Now and then, with pals around, he’d dare a walk into a saloon, ready to brace a storm in front of his pals. It usually worked, letting humor run the gauntlet from whatever said.

But a major change came when Shorty went for his gun after a stranger, jokingly went for his gun as Shorty didn’t like what was said to him, and beat the man to the punch, killing him with one shot in the heart right then and there. The local sheriff said, “Enough witnesses said he had set you up for a quick-draw, Shorty, but in a joking manner, but that makes no difference to me. You can get out of here now, son, but I wouldn’t come back this way in any hurry ‘cause he’s got a barrel of brothers and kinfolk. Keep your eyes open and don’t trust your gun too often. You ain’t that big and you ain’t that good, not from where I sit.”

He patted Shorty on the back, sure that he’d never see him again, him going back on the trail, onto the wide-open, wherever the cattle took him, gathering them into a herd or driving them to market, who knows how far away unless that trip had been made before, by some of the crew with their own tales to tell around a night fire.

When the rustlers came, trying to carve out a bunch of cows, gunshots the first alarm in the tail end of a day, Shorty went at it with both guns firing, killing his first rustler abreast of him and hundred of the herd, all in the thunder of a few moments, death on both sides, good men and bad men, the costs rising seemingly when a gun was fired, a body left a saddle in a deadly hurry, graves being dug in the morning, a few words said, a space emptied of a comrade, a space filled with him and his last of Earth, a small cross never seen again, a face forgotten, a last remark remembered, curse or cry.

At the Broken Cross Saloon at Tartar Springs, a few of the cowhands went in to have a last drink for lost pals, the jokers leaping onto Shorty’s slight frame in an indecent hurry; “Can you see what just walked in, half a cowboy on the loose.”

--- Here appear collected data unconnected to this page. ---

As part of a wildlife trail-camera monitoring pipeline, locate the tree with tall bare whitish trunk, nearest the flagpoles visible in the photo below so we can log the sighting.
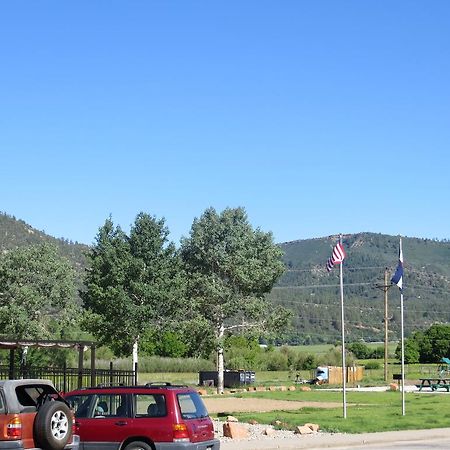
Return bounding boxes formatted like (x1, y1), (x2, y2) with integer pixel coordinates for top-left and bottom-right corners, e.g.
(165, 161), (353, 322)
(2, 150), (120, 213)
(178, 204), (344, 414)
(181, 208), (289, 392)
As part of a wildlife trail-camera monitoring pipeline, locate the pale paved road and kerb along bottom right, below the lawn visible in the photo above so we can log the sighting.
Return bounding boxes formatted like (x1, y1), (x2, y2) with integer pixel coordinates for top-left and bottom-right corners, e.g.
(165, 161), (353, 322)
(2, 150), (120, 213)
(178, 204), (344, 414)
(220, 428), (450, 450)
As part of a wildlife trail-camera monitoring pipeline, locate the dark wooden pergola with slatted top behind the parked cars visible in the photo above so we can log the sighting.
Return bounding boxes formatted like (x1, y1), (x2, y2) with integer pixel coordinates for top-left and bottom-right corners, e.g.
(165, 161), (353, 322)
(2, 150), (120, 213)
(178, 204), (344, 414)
(0, 337), (96, 387)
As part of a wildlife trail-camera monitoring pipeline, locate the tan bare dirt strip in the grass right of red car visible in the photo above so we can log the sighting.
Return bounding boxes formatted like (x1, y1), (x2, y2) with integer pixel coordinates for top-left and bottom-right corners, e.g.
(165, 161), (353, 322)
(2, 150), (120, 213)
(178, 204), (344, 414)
(203, 397), (342, 414)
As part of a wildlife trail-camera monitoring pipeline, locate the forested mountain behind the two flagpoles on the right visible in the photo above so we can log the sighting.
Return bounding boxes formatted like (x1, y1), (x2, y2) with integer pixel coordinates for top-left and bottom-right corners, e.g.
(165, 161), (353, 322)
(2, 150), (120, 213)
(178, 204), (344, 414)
(270, 233), (450, 343)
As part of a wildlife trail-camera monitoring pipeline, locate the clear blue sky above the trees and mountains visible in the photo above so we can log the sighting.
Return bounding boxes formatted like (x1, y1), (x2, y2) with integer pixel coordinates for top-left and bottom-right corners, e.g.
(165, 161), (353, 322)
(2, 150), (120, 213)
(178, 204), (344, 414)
(0, 0), (450, 244)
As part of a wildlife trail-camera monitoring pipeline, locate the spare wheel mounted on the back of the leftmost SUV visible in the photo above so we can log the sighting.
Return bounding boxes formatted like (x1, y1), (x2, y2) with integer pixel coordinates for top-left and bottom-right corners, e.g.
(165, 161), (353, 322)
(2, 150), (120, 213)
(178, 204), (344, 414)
(34, 401), (72, 450)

Still hot inside his small frame, still feeling the loss of a real good pal, Shorty came to an abrupt halt, which prompted one of the crew say, as he stepped in front of Shorty, “Friend, the little man here killed two rustlers head-on last night, shot them right out of their saddles, and then helped bury them and a few of his pals, so if you want your jokes and jibes to get full reward, I guess I’ll stand aside while he services your wishes. He’s small but he ain’t worthless, so be warned.”

Both sides of the sudden drama ended up drinking in a kind of soulful harmony, now and then a slap on the back, an arm across a shoulder, a nudge of appreciation with an elbow, or a drink set forth in tribute, each move a piece of sharing of the times to be forgotten on the morrow, to be brought back on some later date, to be shared again in yet another setting:

“I met this little feller once, short as a punch, deadly with his guns and whose friends called him Shorty right to his face like there was no joker in the deck, none at all.”

So, it went on and on, one herd driven to market, and then another herd, and more herds following all along the trails somebody else had driven first across the whole of the West where there was good grazing grass for miles and miles, and the bands of rustlers looking for the cheap way of getting things for free and the years passed by and one evening, in the never-ending bar talk at a saloon out aways, one cowpoke had the floor by himself, no drink in his voice as yet, and told his own tale, saying, “That reminds me of a story I heard in a joint along the way about a grave marker out there aways in the wide-open spaces, lost by its little self with a tiny wooden cross no taller than your knee that had “Shorty” cut into it the way someone took his sweet time carving it.”

And he added at his finish, “I bet someone somewhere remembers something special every once in a while.” He shook his head sadly, nothing else said.